The flurry of interest triggered by last week’s news of a typical test issue—discovered two months earlier on a Pratt & Whitney PW1100G for the A320NEO—was a timely reminder of just how sensitive the industry has become in the run-up to the debut of the re-engined Airbus.
Airlines are counting on the lower fuel burn of the A320NEO, and the competing Boeing 737 MAX, to stave off the effects of an inexorable rise in operating costs. Furthermore, the fiercely competitive battle over engines for the NEO between Pratt’s PW1100G and CFM International’s alternative Leap-1A, has put both powerplants in the spotlight. Launched ahead of the Leap, the PW1100G is further down the development path and is due to power the A320NEO for its first flight in October 2014. The first Leap-1A, by comparison, does not start up on the test stand until September.

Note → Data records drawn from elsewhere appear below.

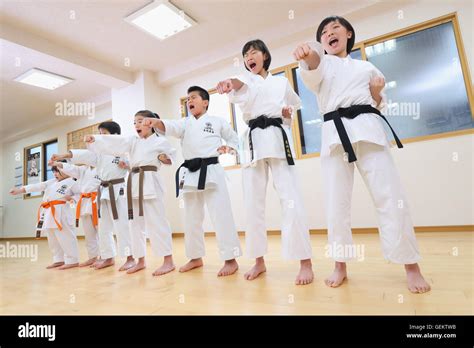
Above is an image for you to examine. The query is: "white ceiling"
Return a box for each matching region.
[0,0,399,142]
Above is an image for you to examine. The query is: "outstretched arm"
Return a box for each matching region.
[84,134,132,157]
[143,118,185,139]
[293,42,321,70]
[216,78,244,94]
[294,42,327,93]
[9,187,26,195]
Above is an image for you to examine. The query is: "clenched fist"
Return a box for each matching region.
[84,135,95,143]
[216,79,234,94]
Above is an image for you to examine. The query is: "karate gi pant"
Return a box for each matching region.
[80,215,99,259]
[182,175,242,261]
[46,217,79,264]
[98,196,132,259]
[321,141,420,264]
[243,157,312,260]
[129,198,173,259]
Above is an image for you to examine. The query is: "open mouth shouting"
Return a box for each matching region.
[329,37,339,48]
[247,61,257,70]
[189,104,195,110]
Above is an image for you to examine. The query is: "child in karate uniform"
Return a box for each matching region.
[144,86,242,277]
[52,121,136,271]
[293,15,430,293]
[10,163,80,270]
[84,111,176,276]
[48,159,101,267]
[217,39,314,285]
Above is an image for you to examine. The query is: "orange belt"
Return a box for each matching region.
[37,200,66,231]
[76,192,98,228]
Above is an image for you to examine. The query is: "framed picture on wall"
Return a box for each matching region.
[22,138,58,199]
[23,143,42,199]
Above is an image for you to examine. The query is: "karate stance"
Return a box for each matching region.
[217,39,314,285]
[144,85,242,277]
[52,121,136,271]
[84,111,176,276]
[293,16,430,293]
[10,162,80,270]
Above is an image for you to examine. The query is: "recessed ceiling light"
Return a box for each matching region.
[125,0,196,41]
[14,68,73,90]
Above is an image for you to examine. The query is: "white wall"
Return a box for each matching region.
[1,0,473,238]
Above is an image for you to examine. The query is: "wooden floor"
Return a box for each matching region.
[0,231,472,315]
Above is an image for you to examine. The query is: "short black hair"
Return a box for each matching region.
[98,121,121,135]
[242,39,272,71]
[135,110,160,133]
[135,110,160,119]
[316,16,355,54]
[187,86,210,110]
[52,159,67,173]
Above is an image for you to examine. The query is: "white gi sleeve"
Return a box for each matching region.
[160,118,186,139]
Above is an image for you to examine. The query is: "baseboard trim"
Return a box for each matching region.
[1,225,472,241]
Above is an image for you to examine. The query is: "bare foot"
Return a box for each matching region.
[295,259,314,285]
[406,263,431,294]
[218,259,239,277]
[325,261,347,288]
[126,258,145,274]
[46,262,64,269]
[152,256,175,276]
[119,257,136,271]
[58,263,79,270]
[94,258,115,270]
[244,257,266,280]
[90,258,103,268]
[179,258,203,273]
[79,257,97,267]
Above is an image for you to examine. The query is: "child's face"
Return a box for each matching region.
[320,20,352,56]
[134,115,153,138]
[244,47,267,75]
[187,91,208,117]
[53,169,68,181]
[99,127,110,135]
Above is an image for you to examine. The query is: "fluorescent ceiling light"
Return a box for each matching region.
[14,68,73,90]
[125,0,196,40]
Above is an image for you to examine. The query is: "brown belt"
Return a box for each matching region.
[127,165,157,220]
[97,177,125,220]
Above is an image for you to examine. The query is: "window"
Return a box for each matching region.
[351,48,362,60]
[44,140,58,180]
[366,21,473,139]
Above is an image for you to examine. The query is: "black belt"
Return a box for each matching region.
[248,115,294,165]
[97,177,125,220]
[175,157,219,197]
[127,165,158,220]
[323,104,403,163]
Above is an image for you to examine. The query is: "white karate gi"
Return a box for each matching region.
[25,178,79,264]
[89,133,176,259]
[160,113,242,260]
[60,163,100,259]
[228,71,312,260]
[299,42,420,264]
[70,150,132,260]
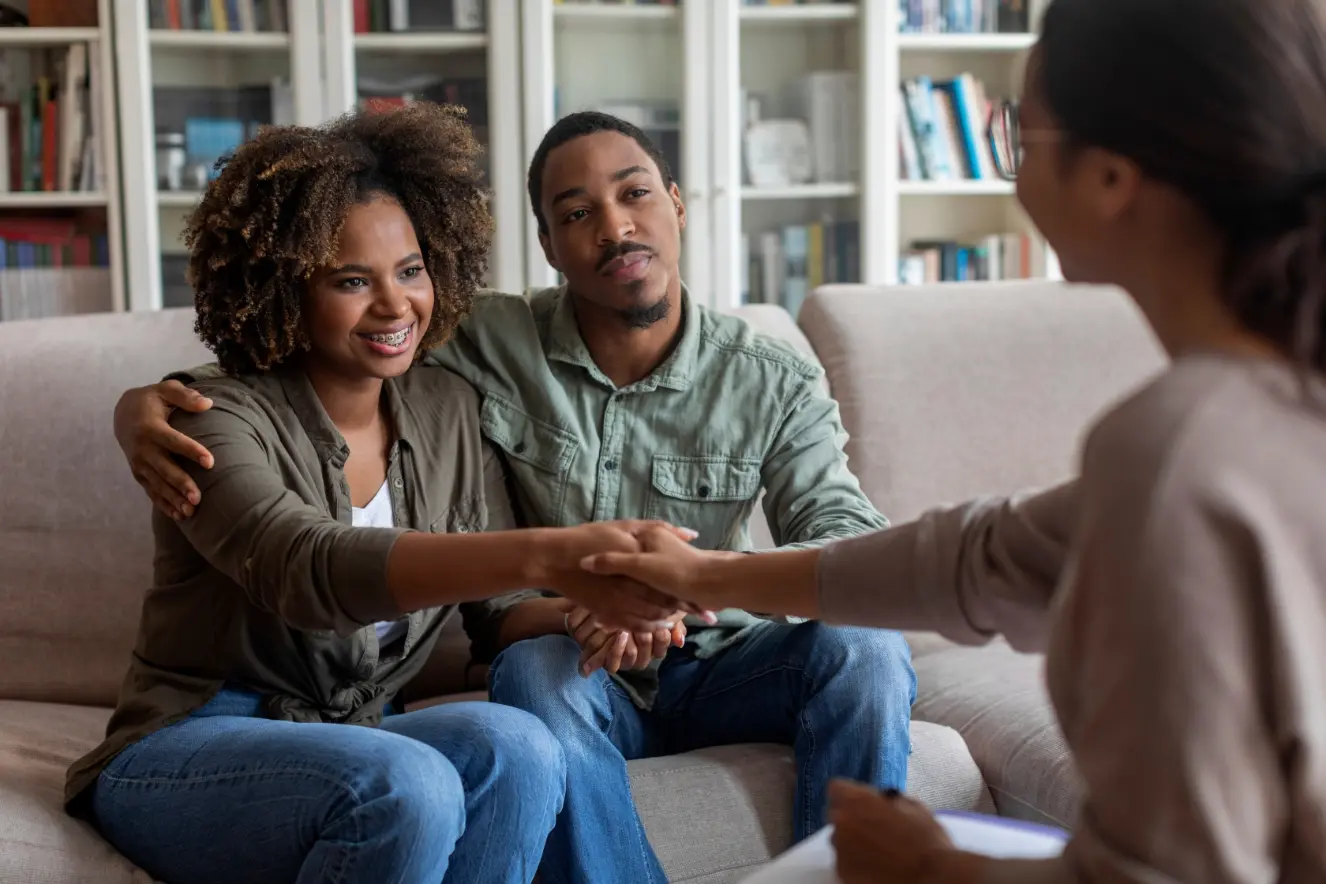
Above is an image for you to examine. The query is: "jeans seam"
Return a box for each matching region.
[796,667,818,838]
[682,660,806,708]
[591,672,661,884]
[100,765,367,801]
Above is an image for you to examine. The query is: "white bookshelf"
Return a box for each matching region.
[0,0,125,318]
[522,2,703,295]
[36,0,1060,322]
[0,27,103,46]
[114,0,323,312]
[896,32,1037,52]
[322,1,523,295]
[886,0,1059,286]
[739,4,858,23]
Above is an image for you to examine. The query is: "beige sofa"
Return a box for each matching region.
[0,281,1164,883]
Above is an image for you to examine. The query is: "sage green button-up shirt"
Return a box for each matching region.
[443,286,889,707]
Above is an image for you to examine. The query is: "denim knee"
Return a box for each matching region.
[793,622,917,706]
[450,704,567,811]
[489,634,604,718]
[342,735,466,843]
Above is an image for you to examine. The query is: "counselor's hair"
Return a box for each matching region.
[1038,0,1326,369]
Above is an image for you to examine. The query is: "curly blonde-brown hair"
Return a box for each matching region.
[184,102,493,374]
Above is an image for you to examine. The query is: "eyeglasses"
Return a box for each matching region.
[987,99,1021,181]
[987,99,1065,181]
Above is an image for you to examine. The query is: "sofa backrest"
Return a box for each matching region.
[798,282,1167,524]
[0,308,210,705]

Adding to the pressure is the finely poised market balance between the two engine options and the eagerness with which Pratt is pushing itself back into the mainstream jet engine business with the geared turbofan. According to figures from the engine makers and Airbus, CFM is currently slightly ahead. The Leap-1A has been selected for just over 800 A320NEO family aircraft, or around 34% of the firm aircraft orders. The PW1100G has been selected for around 750 aircraft, or 32%, while the engine selection for a further 800 A320NEOs on firm order is up for grabs.
As a result, the players are keenly aware of the potential impact of any slip-up during development, even though the initial phases of engine and airframe test programs are frequently interrupted by events of the type that hit the PW1100G in May. In the incident reported last week, one of the four “Block 1” configuration test units, engine No.2, was conducting low-rotor stress tests at Pratt’s West Palm Beach, Fla., site, when engineers noticed “some distress on the inlet guide vane to the first stage of the high-pressure (HP) turbine,” says Bob Saia, vice president-Next Generation Product Family.
The engine, which eventually went on to amass 110 hr. of test time during the first test phase, was used primarily for stress tests of the fan, low-pressure (LP) compressor and LP turbine. “When we lay out Block 1 testing the objectives are first to validate the overall design, and then to clear key characteristics of the design for certification reports,” says Saia. Part of this involves taking measurements while running the engine up to 5% above red line (maximum permitted operating levels) “to show structural integrity. The airworthiness directives are written so even if you clear red line, if the engine goes above it you don’t get a major surprise. So we run the engine pretty hard,” says Saia, who adds that some company-unique tests are also “aggressively” run to build up experience with the engine in a relatively short amount of time.
The testing on engine No. 2 therefore included runs at 105% speed. “Early in the test program, in the first 10 to 15 hours, we noted some distress on the inlet guide vane to the first stage of the HP turbine,” says Saia. The vanes are stationary airfoils that align the flow of gases from the combustor exit into the HP turbine. The vane “sees all the hot gas coming out of combustor,” he adds.
“We have cooling in all four stages of vanes and blades, so we noted distress on the platform [at the base of the vane]. There was some heat distress/discoloration on the surface that indicated [the part] was running hotter than predicted at the outer diameter.” Saia says it was immediately obvious that adjustments would be required to the cooling system to deal with the overheating.
“So we had the choice of going in and making the modification, or continuing with the test. Although we were not happy we had this condition, we also elected not to go in and make the modification because we didn’t want to lose schedule—so we continued to run. We had a unique way of monitoring which uses pressure measurements to get a feel for how the part has changed over the testing,” says Saia.
On this basis, Pratt therefore elected to continue running the engine. “So we completely ran the fan, LP compressor and LP turbine as expected except for one point—which was the overtemp test.” This test runs the engine 300-400F above red line, and relative to the highest expected thrust rating of 33,000 lb. for the engine on the A321, is equivalent to around 39,000 lb., or 20% more thrust.